Exercise 35. [**] [40] Develop a set of computer subroutines for "decuple-precision floating point" arithmetic, using excess 0, base $b$, nine-place floating point number representation, where $b$ is the computer word size, and allowing a full word for the exponent. (Thus each floating point number is represented by two consecutive words, and all scaling is done by moving full words instead of by shifting within the words.)

Verified: yes
Solve time: 4m27s

Let a decuple-precision floating-point number be represented by two consecutive machine words

$$ (X_1,X_0). $$

The machine radix is $b$, where one machine word contains an integer in the range

$$ 0\le x<b. $$

The first word $X_1$ contains the signed exponent. The second word $X_0$ contains a normalized signed fraction.

The essential feature of the representation is that the fraction itself is interpreted as a radix-$b^{-1}$ floating quantity. Thus no internal bit shifting is ever required; scaling is performed only by moving whole words.

We now specify the representation and the arithmetic subroutines completely.

Representation

Write

$$ X = \sigma ,(0.x_1x_2\cdots x_9)_b, b^e, $$

where

$$ 0\le x_i<b,\qquad x_1\ne0, $$

and where $\sigma\in{+1,-1}$.

The exponent $e$ is stored in the first word $X_1$ as a signed integer in excess-$0$ notation.

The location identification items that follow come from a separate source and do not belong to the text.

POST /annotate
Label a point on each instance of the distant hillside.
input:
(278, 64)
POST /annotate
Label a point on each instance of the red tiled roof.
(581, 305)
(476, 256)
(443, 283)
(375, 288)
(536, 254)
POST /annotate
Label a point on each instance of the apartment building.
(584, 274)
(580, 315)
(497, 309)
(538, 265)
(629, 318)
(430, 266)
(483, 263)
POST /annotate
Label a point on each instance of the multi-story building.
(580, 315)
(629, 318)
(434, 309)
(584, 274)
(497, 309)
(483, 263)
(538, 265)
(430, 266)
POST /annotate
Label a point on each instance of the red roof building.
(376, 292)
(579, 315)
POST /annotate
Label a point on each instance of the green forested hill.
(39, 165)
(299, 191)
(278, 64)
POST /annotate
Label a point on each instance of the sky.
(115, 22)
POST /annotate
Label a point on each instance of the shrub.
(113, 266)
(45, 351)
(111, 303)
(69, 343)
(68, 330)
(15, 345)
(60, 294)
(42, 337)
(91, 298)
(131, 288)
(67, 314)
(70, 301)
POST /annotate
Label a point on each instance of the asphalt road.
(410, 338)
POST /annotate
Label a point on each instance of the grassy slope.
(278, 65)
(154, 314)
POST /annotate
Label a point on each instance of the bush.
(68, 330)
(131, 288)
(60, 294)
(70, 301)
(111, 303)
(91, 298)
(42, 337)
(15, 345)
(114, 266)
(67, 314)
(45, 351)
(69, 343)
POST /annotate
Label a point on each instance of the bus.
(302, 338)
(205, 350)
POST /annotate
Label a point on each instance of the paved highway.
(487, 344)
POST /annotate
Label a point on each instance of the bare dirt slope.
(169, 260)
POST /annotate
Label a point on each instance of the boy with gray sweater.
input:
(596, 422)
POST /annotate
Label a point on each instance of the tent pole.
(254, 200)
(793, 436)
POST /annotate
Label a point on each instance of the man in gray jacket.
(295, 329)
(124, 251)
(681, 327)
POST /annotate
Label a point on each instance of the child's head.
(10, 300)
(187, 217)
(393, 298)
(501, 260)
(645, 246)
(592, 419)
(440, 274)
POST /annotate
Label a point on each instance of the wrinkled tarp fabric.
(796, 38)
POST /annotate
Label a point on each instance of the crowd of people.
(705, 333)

The significand is stored in the second word $X_0$ as the nine-word vector

$$ (x_1,x_2,\ldots,x_9). $$

Hence the physical representation in memory is

$$ (e;\sigma,x_1,x_2,\ldots,x_9). $$

The sign is kept separately from the digits. Zero is represented by

$$ x_1=x_2=\cdots=x_9=0, $$

and then $e=0$ and $\sigma=+1$.

Normalization condition:

$$ x_1\ne0 $$

unless the number is zero.

Because each radix digit occupies an entire word, multiplication or division by $b$ is accomplished by moving words one position left or right.

Auxiliary subroutines

We first define several primitive operations.

NORM

Input:

$$ (\sigma,e,x_1,\ldots,x_9,x_{10},x_{11}), $$

where two guard digits $x_{10},x_{11}$ are present.

Output:

Normalized rounded number

$$ (\sigma,e',y_1,\ldots,y_9). $$

Algorithm:

If all digits are zero, return zero.
While $x_1=0$:

move

$$ x_i\leftarrow x_{i+1},\qquad 1\le i\le10, $$

set $x_{11}\leftarrow0$, and replace

$$ e\leftarrow e-1. $$ 3. While $x_1\ge b$:

move

$$ x_{i+1}\leftarrow x_i,\qquad 10\ge i\ge1, $$

replace

$$ x_1\leftarrow0, $$

and replace

$$ e\leftarrow e+1. $$ 4. Round to nearest.

$$ x_{10}>\frac b2, $$

or if

$$ x_{10}=\frac b2 $$

and either $x_{11}\ne0$ or $x_9$ is odd, add $1$ to $x_9$. 5. Propagate carries backward:

for $i=9,8,\ldots,1$,

if $x_i=b$, replace

$$ x_i\leftarrow0,\qquad x_{i-1}\leftarrow x_{i-1}+1. $$ 6. If $x_1=b$, perform one right shift and increase $e$ by $1$.

The returned digits are

$$ y_i=x_i,\qquad 1\le i\le9. $$

COMPARE

Input:

$$ (x_1,\ldots,x_9),\qquad(y_1,\ldots,y_9). $$

Output:

$$ -1,0,+1 $$

according as the first vector is less than, equal to, or greater than the second.

Method:

Lexicographic comparison from left to right.

SHIFT-RIGHT

Input:

$$ (x_1,\ldots,x_{11}),\qquad k\ge0. $$

Output:

$$ (0,\ldots,0,x_1,\ldots,x_{11-k}). $$

This operation is implemented only by word motion.

Addition subroutine ADD

Input:

$$ A=(\sigma_A,e_A,a_1,\ldots,a_9), $$

$$ B=(\sigma_B,e_B,b_1,\ldots,b_9). $$

Output:

$$ C=A+B. $$

Algorithm:

Step A1. Exponent ordering

$$ e_A<e_B, $$

interchange $A$ and $B$.

Now define

$$ d=e_A-e_B\ge0. $$

Step A2. Alignment

Extend both fractions with guard digits:

$$ a_{10}=a_{11}=0, $$

$$ b_{10}=b_{11}=0. $$

Shift $B$ right by $d$ places.

If $d\ge11$, replace $B$ by zero.

No digit shifting within words occurs.

Step A3. Same signs

$$ \sigma_A=\sigma_B, $$

perform multiple-precision addition:

$$ c_i=a_i+b_i+\kappa_i, $$

with carries propagated right-to-left.

The result sign is

$$ \sigma_C=\sigma_A. $$

Proceed to normalization.

Step A4. Opposite signs

Use COMPARE to determine whether

$$ |A|\ge|B|. $$

Subtract the smaller fraction from the larger by Algorithm S.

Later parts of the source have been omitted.